明日は大荒れの天候という予報に、出発がやや遅いが外鎌山に向かう。桜井から大宇陀に向かう166号線に入り、朝倉台への標識で左折、まず北側の史跡公園に寄ってみる。4基ある古墳横から見る外鎌山は、やや崩れた富士山型である。左肩に見える巨大な青色の給水タンクは、山裾まで押し寄せる住宅群にとっては大事な施設だろうが、私には美しいこの山の「染み」のように思える。「…あたらしき 山の荒れまく惜しも」と詠まれるように、万葉の昔にも環境破壊があったようで、よくよく運の悪い山だ。南側から登ることにしてR166を少し大宇陀の方に走り、歴史街道の標識と「忍坂道伝承地」という石碑のある分岐を入り、駐車する。
石位寺の前を北へ進み、「欽明天皇陵従是一町」の石標に導かれて坂を上る。御陵を過ぎたところで山に向かう細い道を見つけ、畑仕事の小母さんにこの道でいいかを尋ねると、「昔は道があったようだが、今は藪が繁り登る人もない」との返事であった。2万5千図にも道の記載はないので、もとよりヤブ漕ぎは覚悟の上、「駄目なら引き返します」と100mも行かぬうちに道は消えた。背丈よりも高く、しかも太いスズタケが密生する中を強引に漕いでいく。風に木がこすれるような音に立ち止まると、小さなキツツキ科の鳥(コゲラ?)が無心にドラミングしていた。30分近くのヤブ漕ぎに腕がだるくなる頃やっと抜けだして、雑木林の中の小さなピークに着く。目標確認のためのポケナビが予想外の方向を指すので、山頂が見える所まで移動する。目視で確認して引き返し、ナビはザックの中に仕舞って勘を頼りに頂上を目指す。灌木の生い茂る尾根を更に30分近く登ると、次第に踏み跡が明瞭になる。やがて木の幹に巻き付けたビニールテープ標識も現れ、せまい頂上に着いた。

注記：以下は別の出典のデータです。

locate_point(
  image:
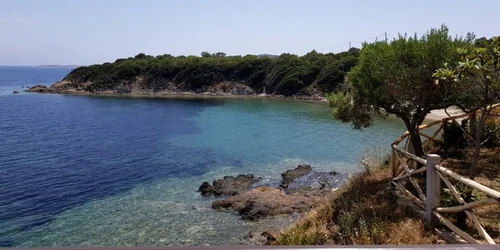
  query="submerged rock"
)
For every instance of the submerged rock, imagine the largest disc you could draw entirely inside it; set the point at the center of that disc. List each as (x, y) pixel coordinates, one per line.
(262, 202)
(316, 181)
(293, 174)
(38, 88)
(300, 190)
(228, 185)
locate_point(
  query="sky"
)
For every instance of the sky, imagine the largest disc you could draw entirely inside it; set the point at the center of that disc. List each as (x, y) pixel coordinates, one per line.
(35, 32)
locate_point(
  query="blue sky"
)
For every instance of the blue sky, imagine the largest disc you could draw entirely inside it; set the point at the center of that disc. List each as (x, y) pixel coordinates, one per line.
(34, 32)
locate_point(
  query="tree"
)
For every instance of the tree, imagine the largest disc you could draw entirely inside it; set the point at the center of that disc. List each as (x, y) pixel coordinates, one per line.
(396, 78)
(474, 85)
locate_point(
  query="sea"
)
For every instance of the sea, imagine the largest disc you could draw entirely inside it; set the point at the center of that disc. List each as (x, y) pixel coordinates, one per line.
(106, 171)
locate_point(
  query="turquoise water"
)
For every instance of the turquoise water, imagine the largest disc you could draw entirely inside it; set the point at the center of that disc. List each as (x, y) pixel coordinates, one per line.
(83, 171)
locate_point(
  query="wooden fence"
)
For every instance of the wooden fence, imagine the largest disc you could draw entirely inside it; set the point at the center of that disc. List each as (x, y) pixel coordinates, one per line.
(426, 190)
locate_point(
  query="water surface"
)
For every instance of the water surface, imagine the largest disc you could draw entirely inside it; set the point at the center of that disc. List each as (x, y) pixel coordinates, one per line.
(86, 171)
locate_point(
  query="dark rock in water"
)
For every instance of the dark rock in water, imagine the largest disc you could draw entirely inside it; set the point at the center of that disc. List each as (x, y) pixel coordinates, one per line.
(262, 202)
(206, 189)
(293, 174)
(242, 90)
(38, 88)
(316, 181)
(229, 185)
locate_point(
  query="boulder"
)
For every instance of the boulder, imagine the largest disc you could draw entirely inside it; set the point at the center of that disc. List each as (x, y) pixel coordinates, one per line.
(38, 88)
(242, 90)
(316, 181)
(293, 174)
(229, 185)
(262, 202)
(206, 189)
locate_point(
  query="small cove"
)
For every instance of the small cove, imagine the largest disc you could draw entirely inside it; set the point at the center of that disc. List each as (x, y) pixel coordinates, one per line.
(83, 171)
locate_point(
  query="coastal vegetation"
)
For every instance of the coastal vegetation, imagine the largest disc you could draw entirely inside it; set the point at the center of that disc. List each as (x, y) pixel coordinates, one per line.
(396, 78)
(286, 74)
(363, 212)
(409, 77)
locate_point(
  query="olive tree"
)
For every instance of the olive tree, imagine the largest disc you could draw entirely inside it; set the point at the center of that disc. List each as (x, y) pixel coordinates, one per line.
(474, 86)
(396, 78)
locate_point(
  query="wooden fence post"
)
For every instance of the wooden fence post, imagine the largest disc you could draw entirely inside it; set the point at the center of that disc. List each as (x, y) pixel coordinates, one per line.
(432, 188)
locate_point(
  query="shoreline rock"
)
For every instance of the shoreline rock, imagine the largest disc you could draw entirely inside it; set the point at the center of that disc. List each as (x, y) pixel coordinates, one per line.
(228, 185)
(221, 90)
(291, 175)
(301, 189)
(263, 202)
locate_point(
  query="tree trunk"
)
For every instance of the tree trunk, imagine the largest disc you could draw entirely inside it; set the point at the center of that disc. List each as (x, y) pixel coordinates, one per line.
(416, 141)
(473, 124)
(477, 145)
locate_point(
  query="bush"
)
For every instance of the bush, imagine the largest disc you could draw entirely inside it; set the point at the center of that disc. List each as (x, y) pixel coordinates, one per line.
(491, 132)
(453, 137)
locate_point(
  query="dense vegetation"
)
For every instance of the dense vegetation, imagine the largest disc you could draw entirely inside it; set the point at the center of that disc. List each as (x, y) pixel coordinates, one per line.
(286, 74)
(396, 78)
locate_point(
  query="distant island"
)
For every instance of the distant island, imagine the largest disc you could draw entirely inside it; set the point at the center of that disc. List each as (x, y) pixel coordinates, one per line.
(59, 66)
(214, 74)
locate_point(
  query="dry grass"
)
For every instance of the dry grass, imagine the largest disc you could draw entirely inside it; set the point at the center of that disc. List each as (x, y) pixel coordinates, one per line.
(489, 175)
(363, 212)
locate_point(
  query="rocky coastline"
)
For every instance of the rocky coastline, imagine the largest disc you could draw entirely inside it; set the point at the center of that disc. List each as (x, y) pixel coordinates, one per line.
(300, 190)
(221, 90)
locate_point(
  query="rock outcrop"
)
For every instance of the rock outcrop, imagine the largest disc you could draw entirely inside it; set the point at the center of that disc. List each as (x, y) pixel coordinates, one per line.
(316, 181)
(300, 190)
(228, 185)
(293, 174)
(38, 88)
(262, 202)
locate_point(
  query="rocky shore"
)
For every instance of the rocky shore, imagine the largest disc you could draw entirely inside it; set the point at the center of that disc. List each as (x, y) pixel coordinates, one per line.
(221, 90)
(300, 190)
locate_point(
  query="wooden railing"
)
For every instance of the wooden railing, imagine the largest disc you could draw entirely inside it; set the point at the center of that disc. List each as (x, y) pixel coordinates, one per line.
(408, 177)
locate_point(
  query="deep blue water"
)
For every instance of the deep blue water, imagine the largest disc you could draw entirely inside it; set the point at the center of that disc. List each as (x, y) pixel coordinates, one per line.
(84, 171)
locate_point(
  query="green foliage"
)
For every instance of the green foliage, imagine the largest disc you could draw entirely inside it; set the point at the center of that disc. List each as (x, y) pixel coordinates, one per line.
(453, 137)
(475, 81)
(491, 134)
(284, 75)
(345, 111)
(395, 78)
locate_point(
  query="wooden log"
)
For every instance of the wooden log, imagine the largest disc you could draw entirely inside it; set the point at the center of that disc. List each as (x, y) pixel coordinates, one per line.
(467, 206)
(455, 229)
(480, 228)
(490, 192)
(432, 187)
(414, 183)
(452, 189)
(393, 164)
(433, 136)
(410, 156)
(413, 172)
(409, 195)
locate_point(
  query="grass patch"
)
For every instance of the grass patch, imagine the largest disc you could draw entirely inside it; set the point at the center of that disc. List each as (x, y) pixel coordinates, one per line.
(364, 212)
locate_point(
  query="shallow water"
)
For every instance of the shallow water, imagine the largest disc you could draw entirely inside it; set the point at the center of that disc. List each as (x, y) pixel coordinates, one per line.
(84, 171)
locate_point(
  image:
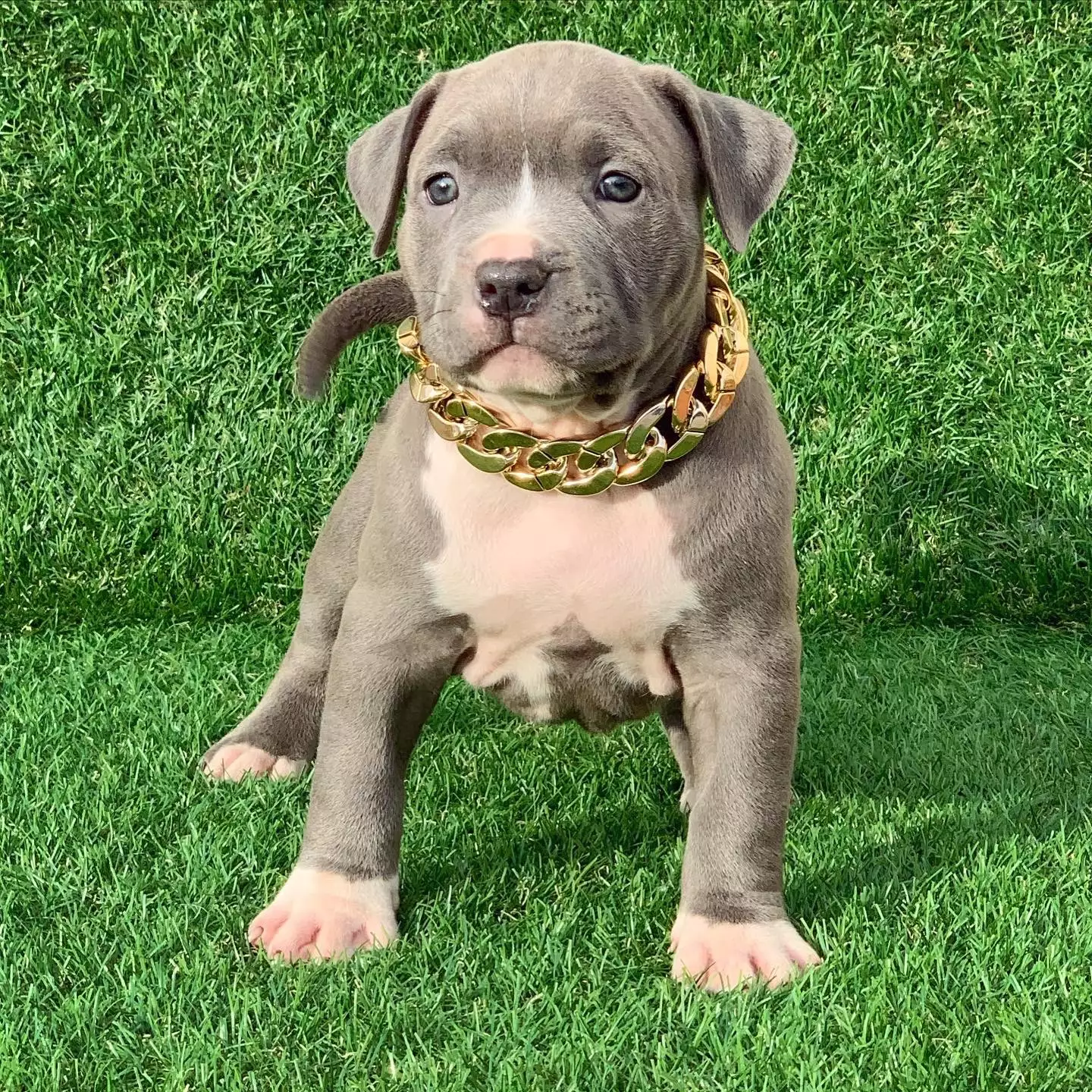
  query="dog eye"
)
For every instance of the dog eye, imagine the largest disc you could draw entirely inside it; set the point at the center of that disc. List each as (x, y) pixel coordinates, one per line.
(441, 189)
(618, 188)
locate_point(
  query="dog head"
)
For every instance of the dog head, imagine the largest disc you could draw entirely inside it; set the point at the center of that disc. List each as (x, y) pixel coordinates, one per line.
(553, 226)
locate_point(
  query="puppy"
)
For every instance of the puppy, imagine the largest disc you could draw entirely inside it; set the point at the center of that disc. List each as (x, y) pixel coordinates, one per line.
(551, 247)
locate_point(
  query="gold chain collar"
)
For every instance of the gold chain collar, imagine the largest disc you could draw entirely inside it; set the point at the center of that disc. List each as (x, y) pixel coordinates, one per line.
(622, 457)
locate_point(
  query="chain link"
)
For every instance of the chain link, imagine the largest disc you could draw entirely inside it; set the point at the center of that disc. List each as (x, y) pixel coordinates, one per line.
(663, 431)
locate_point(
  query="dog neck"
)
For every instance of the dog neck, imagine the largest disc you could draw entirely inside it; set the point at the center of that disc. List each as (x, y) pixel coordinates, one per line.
(583, 454)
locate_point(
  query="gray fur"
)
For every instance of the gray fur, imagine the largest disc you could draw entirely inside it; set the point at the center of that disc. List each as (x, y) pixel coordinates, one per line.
(355, 312)
(623, 309)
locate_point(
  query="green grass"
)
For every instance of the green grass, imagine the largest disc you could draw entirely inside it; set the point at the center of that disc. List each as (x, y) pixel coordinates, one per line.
(171, 215)
(938, 853)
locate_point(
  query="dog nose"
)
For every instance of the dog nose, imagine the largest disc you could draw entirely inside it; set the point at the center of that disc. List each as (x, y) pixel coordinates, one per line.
(509, 290)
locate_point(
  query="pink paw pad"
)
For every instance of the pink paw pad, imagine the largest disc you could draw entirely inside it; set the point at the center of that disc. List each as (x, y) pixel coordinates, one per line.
(725, 955)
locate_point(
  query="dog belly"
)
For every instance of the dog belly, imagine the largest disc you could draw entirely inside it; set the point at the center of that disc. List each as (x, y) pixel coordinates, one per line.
(569, 598)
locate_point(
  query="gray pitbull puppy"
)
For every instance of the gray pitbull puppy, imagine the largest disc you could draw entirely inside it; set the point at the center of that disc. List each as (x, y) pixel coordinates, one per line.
(551, 245)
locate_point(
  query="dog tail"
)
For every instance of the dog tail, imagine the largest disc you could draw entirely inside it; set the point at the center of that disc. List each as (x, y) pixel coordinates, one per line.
(382, 300)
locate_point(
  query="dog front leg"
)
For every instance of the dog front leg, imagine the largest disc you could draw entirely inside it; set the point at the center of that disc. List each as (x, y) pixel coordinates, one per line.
(386, 673)
(741, 705)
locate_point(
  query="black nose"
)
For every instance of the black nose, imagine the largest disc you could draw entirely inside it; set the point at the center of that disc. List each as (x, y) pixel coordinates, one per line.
(509, 290)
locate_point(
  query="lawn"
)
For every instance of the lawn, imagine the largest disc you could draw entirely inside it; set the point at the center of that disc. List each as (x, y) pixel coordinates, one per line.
(171, 215)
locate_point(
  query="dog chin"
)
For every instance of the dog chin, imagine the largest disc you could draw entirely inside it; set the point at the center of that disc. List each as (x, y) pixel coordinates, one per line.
(521, 372)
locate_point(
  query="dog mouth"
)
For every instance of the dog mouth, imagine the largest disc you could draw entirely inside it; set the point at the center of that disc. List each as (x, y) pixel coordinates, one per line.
(518, 369)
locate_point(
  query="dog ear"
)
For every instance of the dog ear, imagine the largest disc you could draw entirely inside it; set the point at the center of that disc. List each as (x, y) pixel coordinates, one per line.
(377, 163)
(746, 153)
(384, 298)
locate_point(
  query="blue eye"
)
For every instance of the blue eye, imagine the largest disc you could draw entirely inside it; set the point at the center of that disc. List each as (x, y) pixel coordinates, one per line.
(441, 189)
(617, 187)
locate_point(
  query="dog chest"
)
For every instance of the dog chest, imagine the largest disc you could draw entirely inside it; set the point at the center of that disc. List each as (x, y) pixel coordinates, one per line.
(555, 587)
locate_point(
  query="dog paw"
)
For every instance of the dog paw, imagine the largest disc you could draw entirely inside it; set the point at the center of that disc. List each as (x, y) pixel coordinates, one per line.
(725, 955)
(322, 915)
(234, 761)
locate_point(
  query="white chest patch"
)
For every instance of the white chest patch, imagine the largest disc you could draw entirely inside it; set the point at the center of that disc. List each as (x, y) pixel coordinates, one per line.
(523, 565)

南朝の「忠臣」玉井西阿の最後の砦があったという頂上からは、木の間隠れだが大和三山、桜井市街、三輪山、音羽三山とまずまずの展望が得られた。数本のヤマザクラもあり、花の頃はまた違った風情があろう。クマザサの茂る中に、西阿の碑と二竜王を祀る碑がある。朝倉台への降り口を見ると、こちらはかなりはっきりした道が上って来ている。そこから「誰でも登れるように」と道を付けに、坂口さんとおっしゃる方が登って来られた。周辺の山についていろいろ教えていただく。帰りは、坂口さんから聞いた道を下ると、案外早く大伴皇女墓の横に出た。なんと、登りの欽明陵からはそれほど離れていない。小さな青い星のようなイヌノフグリ、これも小さく白い星のハコベ、黄や白のタンポポも咲き競い、忍坂の里は早い春に彩られていた。